Zusammenleben von Flüchtlingen und Kirchheimern klappt inzwischen gut
Das "kommunikative Chaos" im Heidelberger Stadtteil ist überwunden - Diskussion im Institut für Medizinische Psychologie

Sommer in Patrick Henry Village: Flüchtlinge warten vor der Essensausgabe. Nicht jeder der Anwohner ist über die Abläufe in der Unterkunft informiert, was für Konflikte sorgt. Foto: Rothe
Von Holger Buchwald
Die Verunsicherung war anfangs groß - bei den Flüchtlingen in Patrick Henry Village (PHV) und bei den Nachbarn in Kirchheim. Doch inzwischen läuft es besser. "Konflikte und Konfliktlösungen in großen Flüchtlingsunterkünften und ihrer Nachbarschaft" lautete das Thema der Podiumsdiskussion im Institut für Medizinische Psychologie. Und eines wurde bei der Veranstaltung mit rund 100 Zuhörern deutlich: In Heidelberg gibt es genügend Anschauungsmaterial, wie diese Aufgabe gelingen kann. Der Schlüssel liegt in der Kommunikation und der Improvisation.

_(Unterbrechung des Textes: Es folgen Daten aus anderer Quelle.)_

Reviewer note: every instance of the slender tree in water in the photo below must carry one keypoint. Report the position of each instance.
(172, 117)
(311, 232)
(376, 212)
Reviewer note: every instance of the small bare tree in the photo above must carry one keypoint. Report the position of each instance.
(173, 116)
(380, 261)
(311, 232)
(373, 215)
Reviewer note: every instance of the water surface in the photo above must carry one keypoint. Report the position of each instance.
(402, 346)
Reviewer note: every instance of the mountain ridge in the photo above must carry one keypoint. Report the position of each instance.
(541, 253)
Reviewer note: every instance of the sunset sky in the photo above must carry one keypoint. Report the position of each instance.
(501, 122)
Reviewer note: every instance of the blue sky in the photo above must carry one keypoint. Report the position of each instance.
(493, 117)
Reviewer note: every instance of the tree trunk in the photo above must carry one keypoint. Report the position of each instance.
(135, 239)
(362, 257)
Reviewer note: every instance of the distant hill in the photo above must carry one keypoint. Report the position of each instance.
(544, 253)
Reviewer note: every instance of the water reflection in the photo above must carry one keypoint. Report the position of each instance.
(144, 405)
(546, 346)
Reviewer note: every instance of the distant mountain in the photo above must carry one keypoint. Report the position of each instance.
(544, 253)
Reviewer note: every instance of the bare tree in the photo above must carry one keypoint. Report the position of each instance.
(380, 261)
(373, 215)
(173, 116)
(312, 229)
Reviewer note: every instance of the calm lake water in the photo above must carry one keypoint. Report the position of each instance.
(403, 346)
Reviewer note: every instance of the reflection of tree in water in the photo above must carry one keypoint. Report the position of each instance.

Die Idee für die erste von drei Ringvorlesungen zum Thema "Flüchtlingsleben" kam Moderator Prof. Jochen Schweitzer bei der Lektüre der RNZ. Dort war im Sommer von Konflikten zwischen Reiterinnen im Kirchheimer Feld und Gruppen von jungen Männern zu lesen, die die 2,5 Kilometer von PHV in den benachbarten Stadtteil marschierten.
Stadtteilvereinsvorsitzender Jörn Fuchs erinnerte sich an diese "mal freundlichen und weniger freundlichen Begegnungen", an Beschwerden von Besuchern des Friedhofs, vor dem auf einmal Flüchtlinge lagerten. "Diese Nachrichten gingen einher mit unterschiedlichen Zahlen, wie viele Flüchtlinge wirklich in PHV leben", so Fuchs: "Das Misstrauen in der Bevölkerung war da."
Bis auf ein paar Ehrenamtliche, die Kinderbetreuung anboten, durfte niemand in die Unterkunft. Und als Integrationsministerin Bilkay Öney den Anwohnern indirekt Rassismus vorwarf, indem sie sagte, dass sie sich halt nun an "dunkle Köpfe" gewöhnen müssten, entlud sich der Frust der Kirchheimer bei einer Infoveranstaltung mit Öney. Fuchs: "An diesem Abend haben wir ein bisschen lauter geredet, aber sachlich."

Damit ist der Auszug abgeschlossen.